Effects of high‐latitude conductivity on observed convection electric fields and Birkeland currents

Abstract

Relationships between convective electric fields, Birkeland currents, and ionospheric conductivity at high latitudes are investigated by using simultaneous measurements of electric and magnetic fields and electron fluxes from the S3‐2 satellite. Cases in which the polar cap is in sunlight and darkness are studied to assess the importance of ionospheric conductivity. We find that when the ionospheric conductivity is high, as it normally is in the auroral zones and the sunlit polar cap, Birkeland current sheets exist that deflect the magnetic field approximately in the direction of the convection, typically antisunward in the polar caps and sunward in the auroral zones. Under winter conditions (a dark polar ionosphere), no large‐scale antisunward deflection of magnetic field lines is found in the polar cap. Magnetic field deflections in the auroral zone are the result of the region 1/region 2 current systems discussed by Iijima and Potemra (1976). In the cases studied, region 1 currents are not observed to extend significantly poleward of the electric field reversal. We interpret this result as indicating the existence of strong conductivity gradients near the poleward boundary of the auroral oval, even in sunlight conditions. Deflections of magnetic field lines in the summer polar cap, first reported by McDiarmid et al. (1978), result from currents which serve to link the high‐latitude generator to the polar ionospheric load.
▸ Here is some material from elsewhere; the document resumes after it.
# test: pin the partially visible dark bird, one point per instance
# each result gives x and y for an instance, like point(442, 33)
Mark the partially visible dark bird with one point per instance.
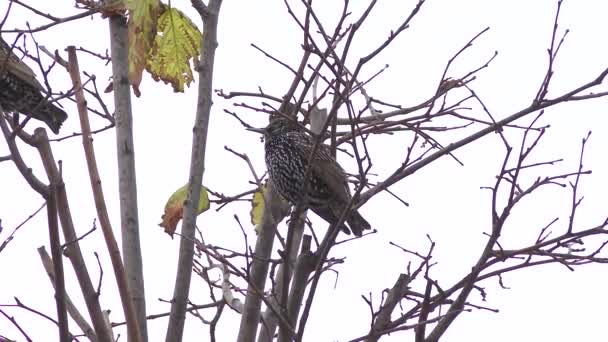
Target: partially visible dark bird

Two types of linkage appear in the data; (1) Region 1 currents are greater than region 2 currents, with the excess region 1 current flowing across the polar cap from dawn to dusk. (2) An extra set of field‐aligned currents exist which are clearly detached from those of region 1 and are entirely poleward of the convective electric field reversal. We find that the evidence for antisunward convection on closed field lines threading the boundary layer, cited by McDiarmid et al. (1978), is inconclusive. With our more complete data set there is some evidence at ionospheric altitudes for a boundary layer, but in such cases there is only a modest (a few kilovolts) potential drop across the layer and there are insignificant Birkeland currents.